At the turn of the twentieth century, the American Historian Henry Adams wrote admiringly of the Catholic mind as it found expression in the medieval world. It was beautiful, it was good, but, alas, could not be true. Within a generation, younger American writers were impelled by that same beauty but dared to ask whether they might be equally impelled by the Catholic vision of the world as true. Thus began a great literary adventure, as American poets entered into the Catholic tradition and sought to make poems that conveyed the depth and power of an encounter with the Catholic proclamations of faith as the truth of the world.

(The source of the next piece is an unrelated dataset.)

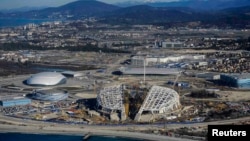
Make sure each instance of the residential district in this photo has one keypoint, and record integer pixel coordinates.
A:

James Matthew Wilson is Cullen Foundation Chair in English Literature and the Founding Director of the Master of Fine Arts program in Creative Writing, at the University of Saint Thomas, Houston. An award-winning scholar of philosophical-theology and literature, he has authored dozens of essays, articles, and reviews on all manner of subjects secular and divine, and especially on those where we see the two in their intrinsic relation, as truth, goodness, beauty, and being disclose themselves in art and culture, in the political and intellectual life, in our quest for self knowledge and the contemplation of God.